A month later he was reinstated – he was too good a general to do without.
Hitler summoned von Saucken to his bunker, gave him his orders – to defend Prussia against Russia.
Nervous glances were being exchanged by Hitler’s minions. Hitler didn’t appear to notice von Saucken had already openly displayed contempt for him.
He had strolled in casually, wearing his cavalry sword (forbidden in Hitler’s presence), and had given him a slightly apathetic military salute, instead of the Nazi salute which had been compulsory for all officers in Hitler’s presence since the previous year.

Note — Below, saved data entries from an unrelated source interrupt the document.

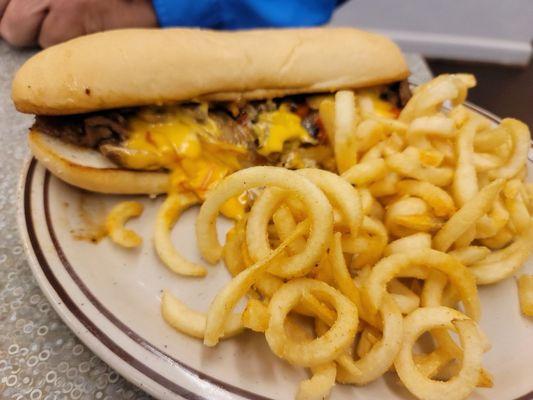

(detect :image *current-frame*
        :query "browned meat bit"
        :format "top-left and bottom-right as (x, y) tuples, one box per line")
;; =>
(301, 111), (321, 141)
(315, 117), (329, 145)
(84, 113), (130, 144)
(380, 80), (412, 108)
(208, 111), (256, 150)
(398, 80), (412, 107)
(33, 111), (132, 148)
(33, 115), (84, 145)
(277, 143), (335, 171)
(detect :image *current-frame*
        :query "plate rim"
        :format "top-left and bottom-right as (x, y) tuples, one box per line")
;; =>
(16, 102), (533, 400)
(19, 159), (285, 400)
(17, 159), (187, 400)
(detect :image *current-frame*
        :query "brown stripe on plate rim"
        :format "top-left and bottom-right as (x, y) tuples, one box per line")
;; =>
(24, 159), (207, 399)
(27, 158), (273, 400)
(24, 96), (533, 400)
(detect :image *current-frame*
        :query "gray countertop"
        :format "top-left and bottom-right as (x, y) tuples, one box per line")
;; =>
(0, 40), (432, 400)
(0, 41), (152, 400)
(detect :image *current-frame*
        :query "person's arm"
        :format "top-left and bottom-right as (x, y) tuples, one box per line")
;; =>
(0, 0), (344, 48)
(0, 0), (157, 48)
(152, 0), (341, 29)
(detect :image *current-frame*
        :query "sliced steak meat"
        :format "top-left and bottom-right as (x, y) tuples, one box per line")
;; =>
(31, 84), (404, 172)
(398, 80), (412, 107)
(84, 113), (130, 145)
(381, 80), (412, 108)
(33, 115), (84, 145)
(208, 111), (257, 150)
(33, 111), (131, 148)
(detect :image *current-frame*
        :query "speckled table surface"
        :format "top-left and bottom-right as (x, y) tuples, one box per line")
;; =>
(0, 40), (432, 400)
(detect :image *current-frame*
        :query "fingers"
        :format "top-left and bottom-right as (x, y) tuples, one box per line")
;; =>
(38, 0), (157, 48)
(38, 1), (86, 48)
(0, 0), (49, 47)
(104, 0), (158, 28)
(0, 0), (10, 18)
(1, 0), (158, 48)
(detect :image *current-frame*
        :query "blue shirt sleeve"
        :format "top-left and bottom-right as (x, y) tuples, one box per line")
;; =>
(152, 0), (344, 29)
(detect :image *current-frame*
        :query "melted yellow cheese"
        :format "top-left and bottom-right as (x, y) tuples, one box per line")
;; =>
(123, 109), (247, 218)
(255, 104), (313, 156)
(113, 96), (395, 219)
(358, 89), (399, 119)
(119, 104), (316, 219)
(220, 192), (249, 220)
(169, 157), (245, 219)
(372, 96), (398, 118)
(126, 112), (206, 169)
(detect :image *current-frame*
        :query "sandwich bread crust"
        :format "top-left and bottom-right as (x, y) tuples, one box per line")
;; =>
(13, 27), (409, 115)
(29, 130), (169, 194)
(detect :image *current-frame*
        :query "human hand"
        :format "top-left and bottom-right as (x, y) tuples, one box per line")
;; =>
(0, 0), (158, 48)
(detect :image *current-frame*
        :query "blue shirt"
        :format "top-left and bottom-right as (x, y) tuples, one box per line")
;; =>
(152, 0), (344, 29)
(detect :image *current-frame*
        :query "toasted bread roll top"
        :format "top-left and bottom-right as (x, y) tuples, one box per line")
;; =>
(13, 27), (409, 115)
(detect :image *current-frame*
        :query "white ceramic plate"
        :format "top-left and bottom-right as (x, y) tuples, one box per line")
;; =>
(18, 104), (533, 400)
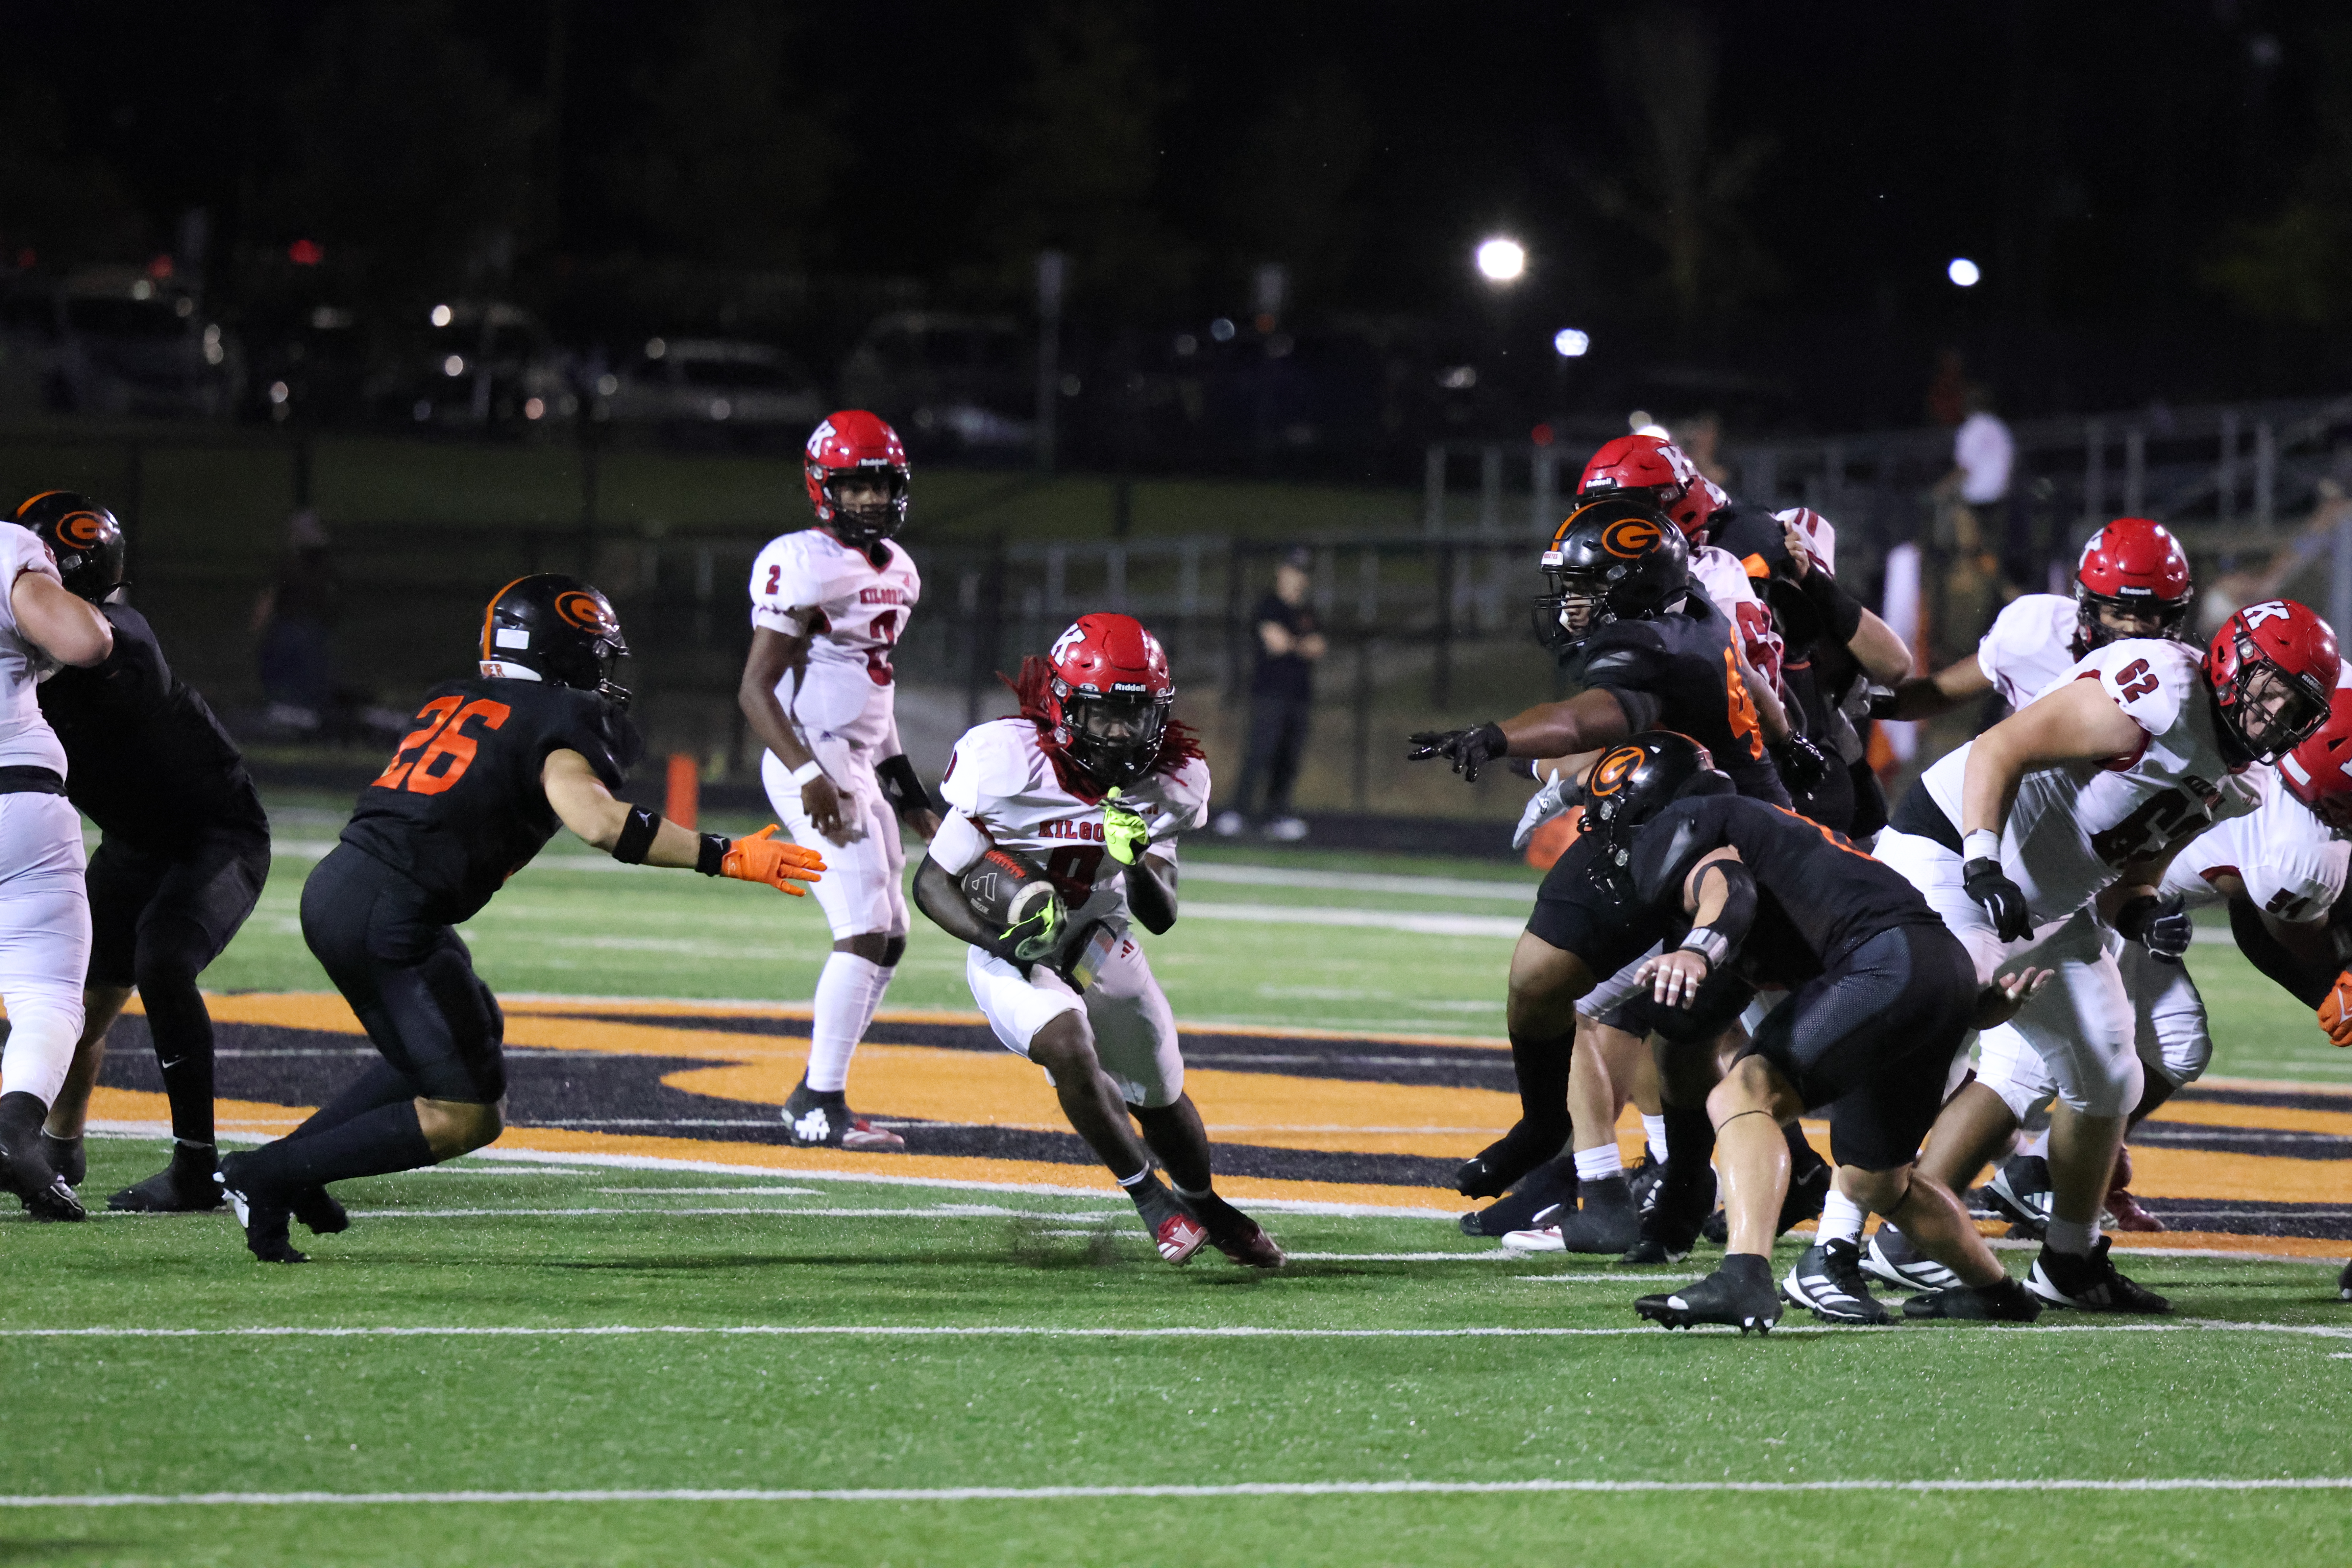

von Saucken was eyeing his boss with open loathing. Hitler casually threw in “and you will be reporting to Gauleiter Forster” – the local Nazi party leader.
This was not going to work with von Saucken. A Prussian general taking orders from some party functionary?
von Saucken gave Hitler a withering look. The facial equivalent of “get lost, corporal“. Hitler didn’t notice, he was staring at his maps on the table.
Dietrich von Saucken leaned over the table and slammed his hand down on it. That got Hitler’s attention.
von Saucken looked him in the eye and said “I have no intention, Herr Hitler, of taking orders from a gauleiter!”
I imagine one must have been able to hear a pin drop. Fegelein was shot for less than that. von Saucken had openly rebelled – refusing a direct order from Hitler and belittling him by addressing him as Herr Hitler and not, as regulations demanded, mein Führer.